To send a message from Service Bus Explorer into the queue, right-click the queue name from the namespace pane, select "Send Messages". In the Send Messages pane, enter the XML message to be sent and click Start. This will send messages into the queue.



Sending Messages into Queue using ServiceBus360

In order to send messages to Queue or Topic, you need to first create an account with ServiceBus360. Then, you need to associate the namespace (using the namespace connection string) that we created earlier in order to view the queues and topics within the ServiceBus360 portal.


Once the queue(s) and topics(s) are added into ServiceBus360, simply select the queue (ellipses icon) and click Send Messages. Simply add the XML message, set the count of messages to be sent to the queue, and optionally save the configuration (if you wish to send more messages in future). Click Send to send the messages into the queue.

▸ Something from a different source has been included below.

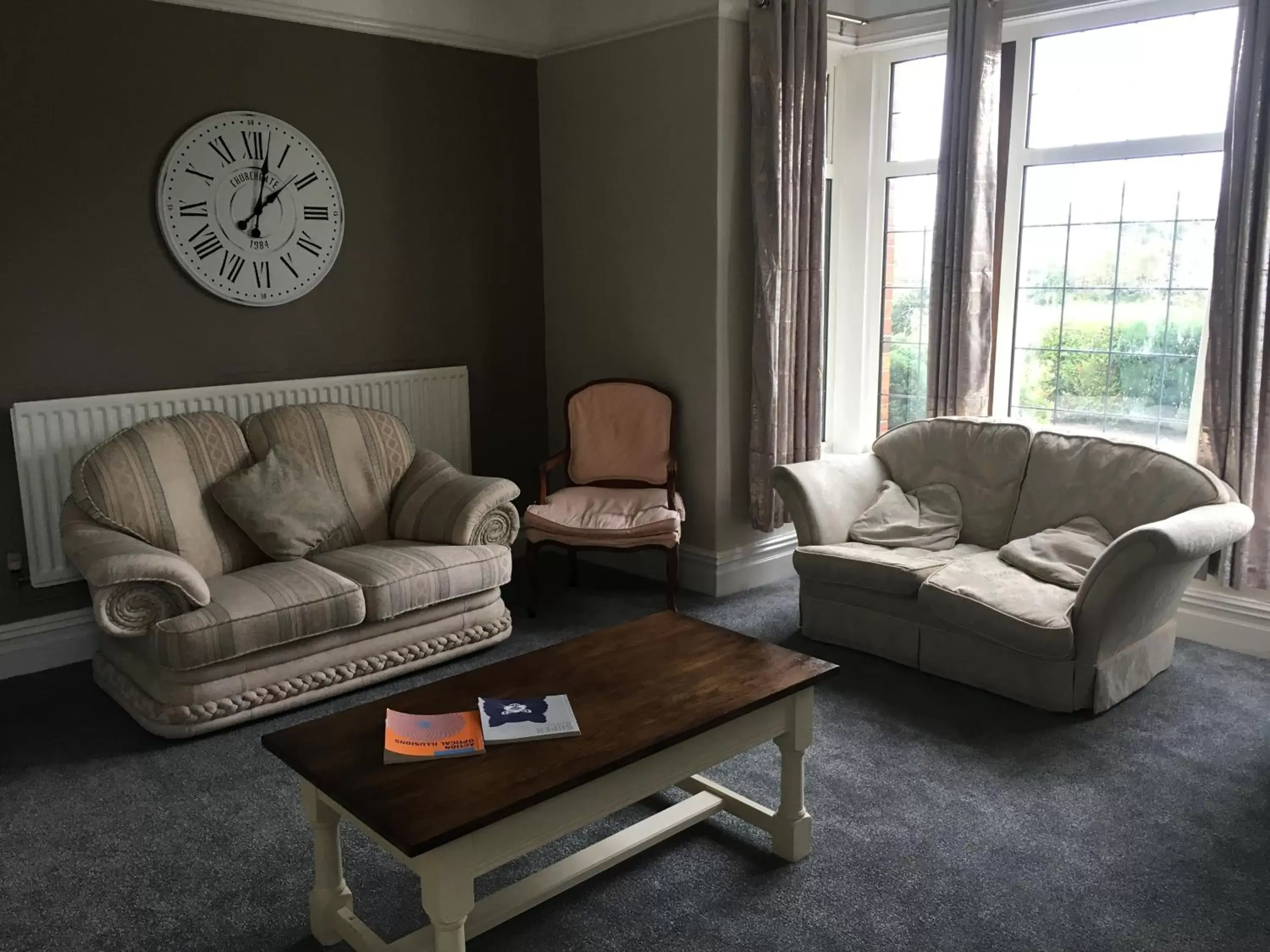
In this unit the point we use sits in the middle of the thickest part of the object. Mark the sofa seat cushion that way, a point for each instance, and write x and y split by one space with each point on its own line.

When the Logic App trigger executes during the next cycle (3 minutes), the messages will be peek-locked, and then further completed. Once the messages are completed, the Logic App will trigger an email notification with the message content, message ID, and Sequence number.


Therefore, with this method, you get to peek-lock into a message in an Azure Service Bus Queue before actually processing the message using Azure Logic Apps.